Peter Julian, the New Democrat member of Parliament for New Westminster, recently tabled a bill to address what he suspects are algorithms that encourage online extremism. B’nai Brith’s annual audit of antisemitic incidents, released recently, said three-quarters of antisemitic incidents last year took place online. And, as the Centre for Israel and Jewish Affairs notes in their Not On My Feed campaign, “Online hate leads to real-world violence.”
Few people would disagree that online hate and incitement are problems. How we confront it – that’s where we get into the weeds.
It is possible to control what people read on the internet – countries like China and Iran have demonstrated that, in anti-democratic and oppressive ways. Democracies like Canada should not join the high-tech book-burning that is internet censorship by government. Governments and regulatory bodies, of course, do have a role, however. Setting parameters for acceptable online behaviour and then enforcing these to the extent possible must be a role authorities take on. Staffing limitations are obviously a challenge, but several precedent-setting cases could send a message to others.
Social media behemoths like Facebook and Twitter should take action where they can to delete the most dangerous incitement. These corporations have proven themselves either incapable, unwilling or incompetent at this task. Governments need to incentivize vigilance by making lack of response financially unsustainable. In Germany and France, for example, social media platforms have 24 hours to take down hate speech or risk fines. Likewise, internet service providers (ISPs) have a responsibility to monitor the independent sites housed on their networks, the places where hate groups recruit and train.
Interventions like these are important, but of limited impact. For example, ISPs are based everywhere and every country has different rules around online content. Even Canada and the United States – countries perhaps as comparable as any two on earth – have dramatically different ideas about limitations on freedom of expression.
Attacking online hate and incitement is a perpetual game of Whac-A-Mole. However, just because a task is difficult does not mean we should shy away from it. On the contrary. We must do more of what is difficult.

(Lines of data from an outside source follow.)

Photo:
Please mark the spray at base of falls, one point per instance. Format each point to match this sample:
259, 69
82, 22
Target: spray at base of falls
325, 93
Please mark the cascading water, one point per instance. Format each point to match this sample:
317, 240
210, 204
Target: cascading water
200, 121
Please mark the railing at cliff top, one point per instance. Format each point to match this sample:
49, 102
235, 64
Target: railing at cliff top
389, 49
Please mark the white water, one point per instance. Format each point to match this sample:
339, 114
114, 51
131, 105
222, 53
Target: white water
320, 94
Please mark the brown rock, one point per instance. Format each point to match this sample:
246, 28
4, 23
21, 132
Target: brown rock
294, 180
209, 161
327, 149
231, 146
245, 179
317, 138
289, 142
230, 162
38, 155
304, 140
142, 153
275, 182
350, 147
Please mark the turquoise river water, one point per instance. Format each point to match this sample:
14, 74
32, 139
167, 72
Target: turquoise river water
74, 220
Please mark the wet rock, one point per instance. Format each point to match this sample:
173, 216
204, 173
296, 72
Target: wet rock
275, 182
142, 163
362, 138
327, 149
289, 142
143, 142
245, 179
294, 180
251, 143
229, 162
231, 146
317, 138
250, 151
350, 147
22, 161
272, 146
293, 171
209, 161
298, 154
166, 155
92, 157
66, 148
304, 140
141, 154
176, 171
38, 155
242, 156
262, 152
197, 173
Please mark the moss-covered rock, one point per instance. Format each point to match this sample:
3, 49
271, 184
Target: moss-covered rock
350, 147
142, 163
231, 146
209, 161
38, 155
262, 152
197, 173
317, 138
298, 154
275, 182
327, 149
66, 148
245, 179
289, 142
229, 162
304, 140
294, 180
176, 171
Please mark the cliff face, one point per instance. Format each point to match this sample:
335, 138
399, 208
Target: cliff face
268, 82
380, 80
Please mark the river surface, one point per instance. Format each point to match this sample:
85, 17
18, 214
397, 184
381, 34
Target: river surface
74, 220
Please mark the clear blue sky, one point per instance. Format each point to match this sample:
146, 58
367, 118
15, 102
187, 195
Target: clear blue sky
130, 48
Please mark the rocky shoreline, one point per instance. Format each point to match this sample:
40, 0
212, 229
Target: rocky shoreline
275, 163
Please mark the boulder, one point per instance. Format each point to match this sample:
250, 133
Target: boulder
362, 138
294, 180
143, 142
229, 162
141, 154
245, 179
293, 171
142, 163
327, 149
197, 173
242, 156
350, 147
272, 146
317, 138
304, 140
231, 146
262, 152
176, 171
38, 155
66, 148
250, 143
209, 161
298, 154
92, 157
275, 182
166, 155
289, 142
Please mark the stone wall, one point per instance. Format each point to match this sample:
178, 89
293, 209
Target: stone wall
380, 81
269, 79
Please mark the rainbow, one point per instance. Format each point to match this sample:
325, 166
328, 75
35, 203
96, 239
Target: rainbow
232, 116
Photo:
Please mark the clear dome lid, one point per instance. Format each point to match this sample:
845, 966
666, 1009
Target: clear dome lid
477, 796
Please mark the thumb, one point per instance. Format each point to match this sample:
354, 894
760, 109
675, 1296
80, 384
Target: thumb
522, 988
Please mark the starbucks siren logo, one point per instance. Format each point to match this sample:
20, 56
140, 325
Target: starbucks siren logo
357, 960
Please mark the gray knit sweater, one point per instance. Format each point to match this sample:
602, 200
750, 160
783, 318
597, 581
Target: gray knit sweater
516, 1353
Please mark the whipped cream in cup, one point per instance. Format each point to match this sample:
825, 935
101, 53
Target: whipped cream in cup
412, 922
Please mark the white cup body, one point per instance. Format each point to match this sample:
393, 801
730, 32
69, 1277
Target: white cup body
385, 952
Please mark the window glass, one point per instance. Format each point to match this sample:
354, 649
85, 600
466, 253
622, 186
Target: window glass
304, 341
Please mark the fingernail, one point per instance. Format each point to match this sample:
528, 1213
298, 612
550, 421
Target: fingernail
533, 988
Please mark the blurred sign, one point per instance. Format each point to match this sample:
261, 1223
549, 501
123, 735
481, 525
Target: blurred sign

We are a mere two generations into a connected civilization. We are still babes in the online woods. Yet, in many ways, we behave as though we are in the world we once knew.
We are no longer in a world of three TV networks and two daily papers. We are on a planet of nearly eight billion people – and anyone with an internet connection has an ability to reach audiences exponentially greater than the most powerful voices of a century ago.
It is simply not possible to effectively police online content – though we are correct to monitor and identify the worst of the worst.
There are two things that democratic societies that seek social peace and coexistence must strive toward. First, we need to empower individuals and organizations to counter untruths with truths. We must make it as easy to access the facts as it is to stumble upon misinformation and disinformation.
Google News, for one, has taken to adding a fact-checking section to their search results pages. The site Snopes.com provides a compendious analysis of online truths and fictions (although it has had its own veracity issues, involving a plagiarism controversy in 2021.) On issues of antisemitism, a veritable constellation of organizations exists to identify and correct misinformation, including HonestReporting, the Committee for Accuracy in Middle East Reporting and Analysis (CAMERA) and the Middle East Media Research Institute (MEMRI).
But we also need to attack this problem at the other end, on the “consumer” side. We must do a better job of educating and equipping people in democratic societies to critically discern fact from fiction, news from commentary, legitimate criticism from unfounded bias and hate. In a time when parents and others are concerned that education systems are not effectively teaching what are collectively, if imprecisely, called “the basics,” anyone asking teachers to also become instructors in the complexities of media bias and online incitement is going to come up against preexisting groups calling for more life skills training, more “three Rs,” more economic literacy, more mathematics and science, more physical fitness, etc. There is only so much that can be fit into a six-hour school day.
We live in a time and place where one of the most watched “news” networks routinely feeds falsehoods to viewers, even if a cost of doing business is a legal settlement of $787 million. Those lies led to an insurrection that tested the strength of American democracy more than anything probably since that country’s Civil War. That was an early warning signal for every democracy about the price of disinformation. We cannot hope this problem goes away, because what is likely to go away in such a scenario are our most cherished societal values.
We must do more of everything we are already doing. We must confront and contest the lies and hatred online (and in other media). We must allocate our philanthropic funds to organizations that counter lies and incitement. We must include everywhere we can – in formal and informal educational settings – lessons on identifying facts from falsehoods.
In an online world where conflict and hatred get algorithmic kicks to the front of the line, we must teach the young (and the older and less tech-savvy) to value that which unifies and enriches. In the simplest formulation, we need to remind our children, our grandchildren and ourselves of that old truism: don’t believe everything you hear or read.